最初に買ったのは26、27歳の頃だと思います。黒い丸首のすとーんとしたワンピースで、今でも持っています。憧れの存在で、昔は1年に1回買えるかどうか。もちろん若いからお給料も少なかったし、すごく大切に丁寧に、どうしても欲しいものを選んでいましたね。今はほとんど毎シーズン買っていると思いますが、その頃よりちょっと真剣さが足りないと時々反省しています。
2010年にプリツカー賞の受賞が発表された翌朝、事務所に行くと真っ白なバラの小さなつぼみが集まった大きな花束が届いていました。川久保さんが贈ってくださったんです。感激しました。一生で一番きれいなお花だったと今でも思っています。
その後、授賞式に出席するための服を表参道のお店に探しに行きました。お店の方に相談して、川久保さんからもアドバイスをいただいて、その時にコムデギャルソンから発表されていた黒いドレスを着ることができました。
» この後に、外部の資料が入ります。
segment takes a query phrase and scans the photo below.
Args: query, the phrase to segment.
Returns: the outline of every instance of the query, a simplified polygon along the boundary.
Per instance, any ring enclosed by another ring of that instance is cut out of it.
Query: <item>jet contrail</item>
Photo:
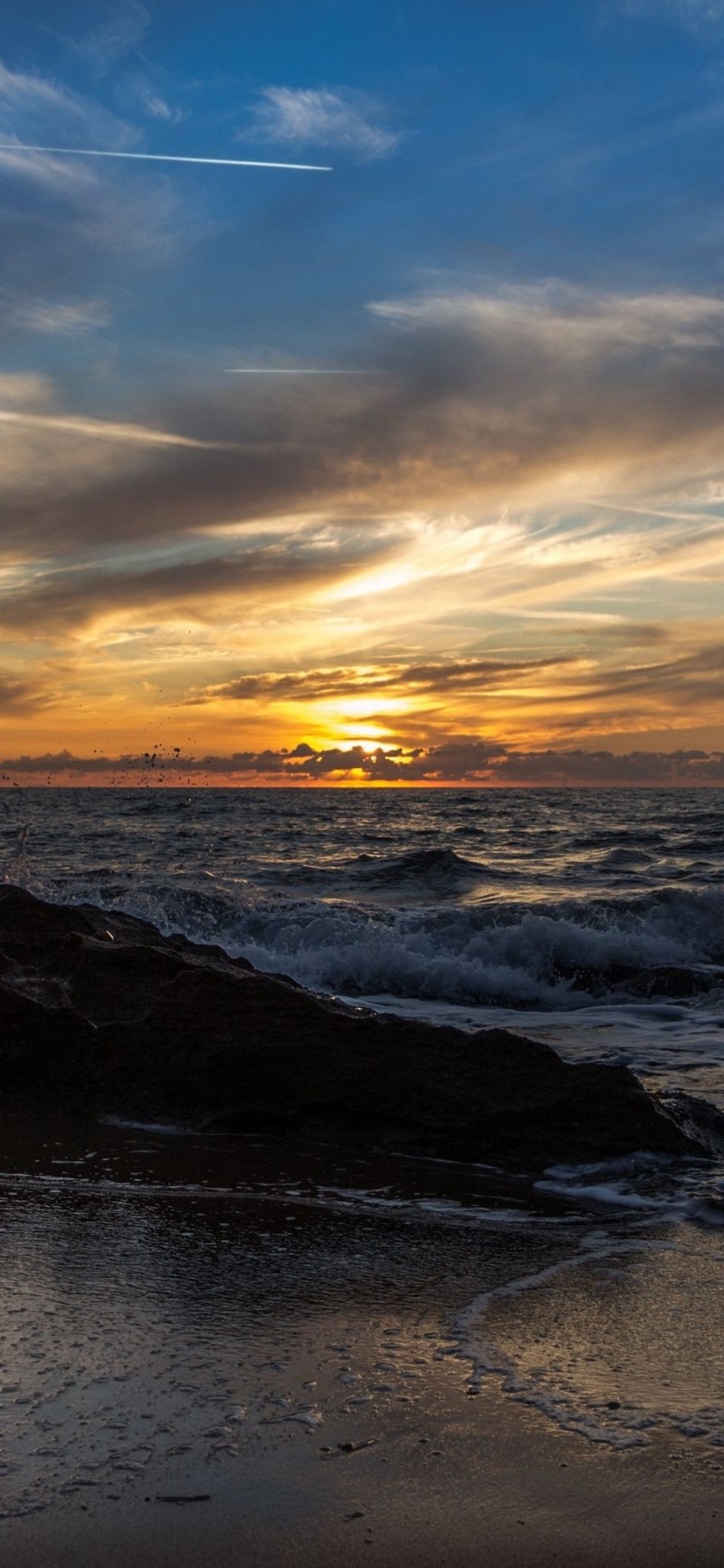
[[[328,370],[326,365],[229,365],[227,376],[379,376],[384,370]]]
[[[188,158],[171,152],[105,152],[99,147],[31,147],[22,141],[0,141],[0,152],[60,152],[74,158],[141,158],[144,163],[218,163],[233,169],[304,169],[331,174],[329,163],[266,163],[260,158]]]

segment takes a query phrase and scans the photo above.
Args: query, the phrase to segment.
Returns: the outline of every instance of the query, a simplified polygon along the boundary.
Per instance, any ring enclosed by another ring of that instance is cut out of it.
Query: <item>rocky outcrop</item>
[[[514,1168],[702,1154],[719,1118],[622,1066],[570,1066],[312,996],[127,914],[0,887],[0,1101],[183,1116]]]

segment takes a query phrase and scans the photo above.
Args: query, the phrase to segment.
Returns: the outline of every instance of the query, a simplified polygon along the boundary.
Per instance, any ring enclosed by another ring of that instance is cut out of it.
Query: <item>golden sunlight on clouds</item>
[[[105,420],[0,378],[6,756],[724,742],[721,303],[545,284],[370,320],[386,375],[354,389]]]

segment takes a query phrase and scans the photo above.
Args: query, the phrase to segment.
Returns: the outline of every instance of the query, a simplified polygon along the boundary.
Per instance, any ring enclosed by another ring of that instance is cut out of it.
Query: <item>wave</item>
[[[724,892],[522,905],[260,897],[249,884],[92,883],[92,900],[218,942],[313,991],[464,1005],[581,1008],[691,997],[724,982]],[[80,902],[75,884],[67,902]]]

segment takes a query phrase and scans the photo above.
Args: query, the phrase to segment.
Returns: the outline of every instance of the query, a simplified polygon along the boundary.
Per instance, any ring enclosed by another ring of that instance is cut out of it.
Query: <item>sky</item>
[[[722,127],[724,0],[5,8],[5,779],[722,784]]]

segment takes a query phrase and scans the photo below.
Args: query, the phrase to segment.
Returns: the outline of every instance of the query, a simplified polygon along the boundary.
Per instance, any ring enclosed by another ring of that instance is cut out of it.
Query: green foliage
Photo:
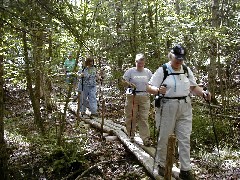
[[[216,137],[214,135],[214,127]],[[217,139],[216,139],[217,138]],[[192,151],[212,152],[219,148],[239,149],[236,142],[239,141],[239,134],[236,127],[231,123],[231,118],[219,118],[212,110],[210,114],[209,106],[201,106],[197,103],[193,105],[193,130],[191,135]]]

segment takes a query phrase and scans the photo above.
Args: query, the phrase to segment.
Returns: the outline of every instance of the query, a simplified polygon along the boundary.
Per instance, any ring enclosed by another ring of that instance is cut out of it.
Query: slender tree
[[[1,2],[1,5],[3,5],[3,2]],[[1,15],[2,16],[2,15]],[[4,180],[8,180],[8,153],[7,153],[7,145],[4,139],[4,90],[3,90],[3,21],[2,17],[0,17],[0,44],[1,44],[1,50],[0,50],[0,174],[1,178]]]

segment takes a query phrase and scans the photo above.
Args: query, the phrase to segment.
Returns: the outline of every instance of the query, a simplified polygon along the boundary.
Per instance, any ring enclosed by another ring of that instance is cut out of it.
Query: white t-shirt
[[[168,74],[170,73],[184,73],[183,67],[181,66],[180,71],[174,71],[171,67],[171,62],[166,63]],[[167,78],[162,83],[164,73],[163,68],[159,67],[156,72],[153,74],[152,78],[149,81],[149,84],[158,88],[161,83],[167,85],[167,92],[165,97],[182,97],[188,96],[190,93],[190,86],[197,86],[196,79],[193,75],[193,72],[189,67],[188,76],[187,74],[179,75],[168,75]]]
[[[136,92],[141,95],[148,94],[146,87],[151,77],[152,72],[149,69],[138,71],[136,67],[128,69],[123,75],[124,80],[136,85]]]

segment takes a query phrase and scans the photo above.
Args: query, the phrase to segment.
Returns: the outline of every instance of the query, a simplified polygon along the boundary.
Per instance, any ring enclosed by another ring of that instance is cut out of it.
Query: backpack
[[[188,68],[185,64],[182,64],[182,67],[183,67],[183,73],[170,73],[168,74],[168,71],[167,71],[167,65],[166,64],[163,64],[162,65],[162,68],[163,68],[163,80],[162,80],[162,83],[164,82],[164,80],[167,78],[167,76],[169,75],[179,75],[179,74],[187,74],[187,78],[189,77],[189,74],[188,74]],[[161,84],[162,84],[161,83]]]
[[[187,74],[187,78],[189,77],[189,74],[188,74],[188,68],[185,64],[182,64],[182,67],[183,67],[183,73],[170,73],[168,74],[168,71],[167,71],[167,65],[166,64],[163,64],[162,65],[162,68],[163,68],[163,80],[162,80],[162,83],[164,82],[164,80],[167,78],[167,76],[169,75],[179,75],[179,74]],[[161,83],[161,84],[162,84]]]

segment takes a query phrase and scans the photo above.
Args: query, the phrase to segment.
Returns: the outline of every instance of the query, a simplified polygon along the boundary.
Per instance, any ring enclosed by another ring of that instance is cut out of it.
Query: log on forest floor
[[[73,112],[76,113],[75,108],[71,108]],[[97,128],[99,130],[103,130],[105,133],[109,133],[110,135],[116,135],[118,139],[135,155],[138,161],[144,166],[144,168],[148,171],[148,173],[154,177],[155,179],[164,179],[159,176],[156,171],[153,171],[154,164],[154,156],[155,156],[155,148],[154,147],[146,147],[143,145],[142,139],[137,135],[135,136],[135,142],[132,143],[128,138],[126,129],[124,126],[116,124],[111,120],[105,120],[104,125],[102,126],[102,118],[94,118],[90,119],[89,117],[81,118],[85,123],[90,124],[92,127]],[[173,168],[173,177],[178,177],[179,169],[176,167]]]

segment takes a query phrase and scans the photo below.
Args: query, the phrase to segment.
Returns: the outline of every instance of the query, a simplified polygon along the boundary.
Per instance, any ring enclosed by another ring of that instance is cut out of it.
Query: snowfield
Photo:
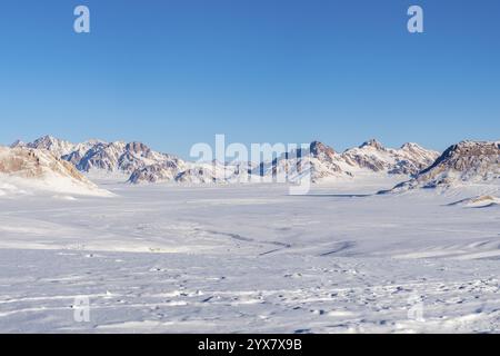
[[[500,332],[500,186],[394,184],[0,185],[0,332]]]

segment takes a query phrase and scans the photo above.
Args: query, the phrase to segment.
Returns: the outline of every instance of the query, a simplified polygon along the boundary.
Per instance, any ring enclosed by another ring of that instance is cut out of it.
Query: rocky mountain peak
[[[370,139],[368,141],[364,141],[359,148],[374,148],[377,150],[383,150],[384,149],[382,144],[380,144],[374,138],[372,138],[372,139]]]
ボリュームのあるギャルソンらしいフォルムの素晴らしいドレスで、とても嬉しかった。」
「川久保さんは半世紀、ファッション界の先頭を突き進んでこられた。今よりもずっと女性が活動することは難しかった時代だった。川久保さんを見て励まされた女性は多いと思う。以前、『いい物は高いという価値観も残って欲しい』と新聞でおっしゃっていました。ファストファッションが台頭してきた頃で、異常に安い値段というのはどこかの工程で誰かが泣いているかもしれない、と。きちっと表明された。
かつて、駐日イタリア大使に、「あなたは、色々社会に言う機会に恵まれているのだから、言わなきゃダメだ」と言われたことがあります。川久保さんのように年下の世代を勇気づけられる存在でありたいし、建築物として残していきたい。
建築の道に進んで40年以上。私のそばにはいつもコムデギャルソンがあります。」
物事を成し遂げた高名な女性が好きなブランドについて生き生きと語る。
ブランドのヒストリーとそのひとのライフストーリーがリンクした時、ひとは最強だ。
ファストファッションもいいけれど、こういった高揚感を得ることは決してできない。
僕も、進学で上京する1年前に日本上陸したブルックス・ブラザーズの青山本店の前を、ウキウキした気分で歩いたものだ。初めて購入したのは、妹島女史と同じように、就職してサラリーをいただくようになってから。
それから長い長い年月が流れて、気がつくと毎日なにかしらのアイテムを身に着けている。
スーツ、コート、ネクタイ、ポケットチーフ、シャツ、ポロシャツ、、かえって、一色にならないよう気をつけているくらいで、買い続けること、丁寧に着ることの結末って、こういうことなのだな、と思う。
「オレは『ブルックス・ブラザーズのシャツを着た男』(メアリー・マッカーシーの短編小説のタイトル)だからさ」と堂々と妄言を吐けることも。